Replace (2+2) with x:
8 / 2x = 4 / x = 4 / (2+2) = 1
Implicit multiplication takes priority over division. You can’t write an implicit multiplication across a fraction, if you wrote the fraction out that way across 2 lines you would have 8(2+2) / 2 instead.
Variables work differently in standard practice due to natural reading. There is no special order of operations inserted, when variables are being used like that, you’re resolving the variable as if it had an implicit parentheses. This is common practice due to readability, nothing more, and it certainly doesn’t extend to actual digits being calculated with a clear and correct order of operations.

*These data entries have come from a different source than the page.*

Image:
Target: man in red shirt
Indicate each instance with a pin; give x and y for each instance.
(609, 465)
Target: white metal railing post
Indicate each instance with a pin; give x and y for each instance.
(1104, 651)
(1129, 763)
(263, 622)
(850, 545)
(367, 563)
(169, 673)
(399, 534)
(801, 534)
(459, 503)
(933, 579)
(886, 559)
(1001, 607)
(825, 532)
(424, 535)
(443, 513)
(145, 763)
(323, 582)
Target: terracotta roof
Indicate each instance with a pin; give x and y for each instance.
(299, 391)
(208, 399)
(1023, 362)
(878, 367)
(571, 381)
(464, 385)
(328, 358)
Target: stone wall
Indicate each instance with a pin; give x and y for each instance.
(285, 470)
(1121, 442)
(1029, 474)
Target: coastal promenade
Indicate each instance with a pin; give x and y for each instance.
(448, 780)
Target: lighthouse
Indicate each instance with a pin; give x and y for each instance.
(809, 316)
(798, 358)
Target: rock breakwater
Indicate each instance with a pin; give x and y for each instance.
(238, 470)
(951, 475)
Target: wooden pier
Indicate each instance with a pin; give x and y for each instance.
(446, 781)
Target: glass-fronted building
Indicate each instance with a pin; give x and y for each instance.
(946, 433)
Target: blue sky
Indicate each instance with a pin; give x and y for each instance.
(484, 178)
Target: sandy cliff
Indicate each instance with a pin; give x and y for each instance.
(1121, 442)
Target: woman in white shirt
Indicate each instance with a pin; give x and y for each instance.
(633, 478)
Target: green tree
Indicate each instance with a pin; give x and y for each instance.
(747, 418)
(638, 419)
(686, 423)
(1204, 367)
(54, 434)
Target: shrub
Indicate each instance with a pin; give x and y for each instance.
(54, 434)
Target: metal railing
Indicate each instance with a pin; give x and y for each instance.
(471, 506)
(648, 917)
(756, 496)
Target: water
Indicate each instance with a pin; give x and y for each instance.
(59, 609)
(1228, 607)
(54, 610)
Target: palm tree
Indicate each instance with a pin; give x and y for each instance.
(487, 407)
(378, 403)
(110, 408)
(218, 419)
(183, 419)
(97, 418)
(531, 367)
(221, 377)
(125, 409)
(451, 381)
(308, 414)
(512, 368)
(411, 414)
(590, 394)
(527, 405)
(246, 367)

How can you apply “natural reading” to one situation but not another? You couldn’t split 2(2+2) across the fraction any more than you could split 2x across the fraction.
PEMDAS is actually a fairly new explanation, and both algebra and implicit multiplication predate it. Thus a strict interpretation of PEMDAS isn’t always appropriate - it’s a way of explaining things to school kids before they learn algebra and implicit multiplication.
Alternatively, perhaps a simpler way of looking at it is that 2(2+2) is all part of resolving the brackets (parentheses), so must come first. This would at least allow the new rule to hold true for all notations that came before it.
8 / 2(2+2) = 8 / 2(4) = 8 / 8 = 1
If you wrote the full fraction out the way you’re describing it, with numerator above the denominator, you would end up with 8(2+2) / 2. You can’t split an implicit multiplication across the fraction.
You apply natural reading to 2x because that looks and reads like a single number, and so you take it as a whole. This is convention only, and is implicitly reading it as (2x).
The same is not the case for 2(2+2). There is no variable in that, and it is accurately and correctly understood as 2×(2+2).
There is no order of operations which states that removal of the multiplication sign occurs prior to multiplication and division, and nothing outside the parentheses has any bearing on resolving the parentheses order of operations.
The answer to this is 16. Reading this and getting any other answer is misunderstanding it.